2. Hell's Dive Canyon
This one requires a 4×4 with high clearance. Hell’s Dive is by far my favorite place. Why? A couple reasons; one is the drive in is a bit challenging and I like that on my 4×4. Two is the views are incredible. Three is, I have seen alot of ancient Indian art and this is the only place I have ever seen green and yellow artwork. There is also red and white. It also holds the first ancient Kokopelli figures I have ever seen. There are two. Kokopellis are believed to have been fertility gods. Which makes sense for this location as it is believed it was a birthing spot for the Anasazi Indians. There are baby foot prints in red on the walls. There is also a large array of sandstone matates used for grinding seeds and grains into flour. Just below the grotto, a spring flows from the sandstone.
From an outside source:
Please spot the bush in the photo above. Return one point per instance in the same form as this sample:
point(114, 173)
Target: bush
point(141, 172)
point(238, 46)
Eight miles north of Kanab take a left on Hancock Rd. Go three and a half miles to a wide dirt road on the left with a stop sign on it. This is 50. Take 50 about 3.5 along the sand dunes past the Indian Canyon Pictographs trail head until it forks. Stay straight. This is 51. The sign is gone but there is a forest road sign 1034. DO NOT take 52 to the left-it is really steep and rocky. Follow 51 for six miles in a big horseshoe arch to the left. The views are incredible. When the road T’s, stay to the left for another two miles until it dead ends. Leave your vehicle and hike down the right side of the canyon only about 100 feet. The trail cuts to the right along the cliff wall and leads to the grotto which is high above the creek.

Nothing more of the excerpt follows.